Герцога Габриэль практически не видел, и это было к лучшему. Вряд ли у него получилось бы скрыть не проходящую с годами ненависть от вечно подозрительного Оскара, которого терзал душевный недуг.
О странной болезни герцога Габриэлю рассказала старая ключница Сара. В свободную минуту – а их было немало – она любила посидеть за кружкой пива, – в те времена это был благородный напиток, – и Габриэль всегда составлял ей компанию, не забывая частенько угощать старую женщину. За пивом она рассказывала все слухи и сплетни, а Габриэль внимательно слушал, иногда поддакивая или задавая наводящие вопросы. Кроме пива Сара любила всякие сладости, и юный лесник нет-нет, да и подкидывал ей что-нибудь вкусненькое.

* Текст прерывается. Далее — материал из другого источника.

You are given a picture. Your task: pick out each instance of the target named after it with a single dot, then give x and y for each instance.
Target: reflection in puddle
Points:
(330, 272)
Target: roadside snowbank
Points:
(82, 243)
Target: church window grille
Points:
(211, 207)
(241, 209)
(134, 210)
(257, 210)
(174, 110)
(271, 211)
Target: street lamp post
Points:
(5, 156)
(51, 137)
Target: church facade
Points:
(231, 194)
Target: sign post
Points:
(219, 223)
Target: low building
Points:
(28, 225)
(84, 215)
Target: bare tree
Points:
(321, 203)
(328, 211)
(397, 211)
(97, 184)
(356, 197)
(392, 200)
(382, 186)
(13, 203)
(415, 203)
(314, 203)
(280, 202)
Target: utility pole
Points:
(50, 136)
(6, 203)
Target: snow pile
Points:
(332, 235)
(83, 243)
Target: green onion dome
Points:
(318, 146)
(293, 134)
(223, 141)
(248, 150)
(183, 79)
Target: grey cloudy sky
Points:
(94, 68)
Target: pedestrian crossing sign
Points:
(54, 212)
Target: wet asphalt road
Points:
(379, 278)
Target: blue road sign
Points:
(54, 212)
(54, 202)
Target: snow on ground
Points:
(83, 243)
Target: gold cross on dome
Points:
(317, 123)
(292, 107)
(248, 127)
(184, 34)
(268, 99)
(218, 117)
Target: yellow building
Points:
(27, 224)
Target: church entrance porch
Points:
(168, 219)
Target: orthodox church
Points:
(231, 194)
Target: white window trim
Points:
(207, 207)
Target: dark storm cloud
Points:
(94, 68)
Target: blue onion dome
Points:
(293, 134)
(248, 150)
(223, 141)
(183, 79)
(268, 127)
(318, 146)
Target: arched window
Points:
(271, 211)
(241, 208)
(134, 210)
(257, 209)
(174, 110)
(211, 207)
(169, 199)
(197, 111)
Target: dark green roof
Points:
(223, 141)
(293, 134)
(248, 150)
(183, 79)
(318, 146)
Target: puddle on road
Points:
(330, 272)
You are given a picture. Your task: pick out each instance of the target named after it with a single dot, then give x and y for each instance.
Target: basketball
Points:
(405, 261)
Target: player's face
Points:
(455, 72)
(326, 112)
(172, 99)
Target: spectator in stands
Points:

Практически каждую неделю герцогу снился один и тот же кошмарный сон: он в библиотеке замка – мрачной комнате, уставленной дубовыми полками с тяжёлыми старинными книгами. Многие книги были ценными, за многие его могли бы отлучить от церкви, но он не читал книг и практически не заходил в библиотеку. Не был он в библиотеке и тогда, когда нанятые им бандиты ворвались туда, чтобы убить его брата, образованнейшего человека, связанного по слухам с магией и масонами. Став герцогом, он захотел было переделать библиотеку в жилое помещение, но передумал. Свободного места в замке было достаточно, ремонт требовал хороших денег, а книги есть не просили, к тому же они чего-то да стоили. В конце концов, герцог закрыл библиотеку на ключ, оставив в ней всё, как есть. Без ремонта и отопления комната постепенно ветшала. Обои отваливались и свисали клочьями со стен, книги покрывались плесенью, а в полках завёлся шашель. Герцог словно бы поручил времени сделать за него очередную грязную работу.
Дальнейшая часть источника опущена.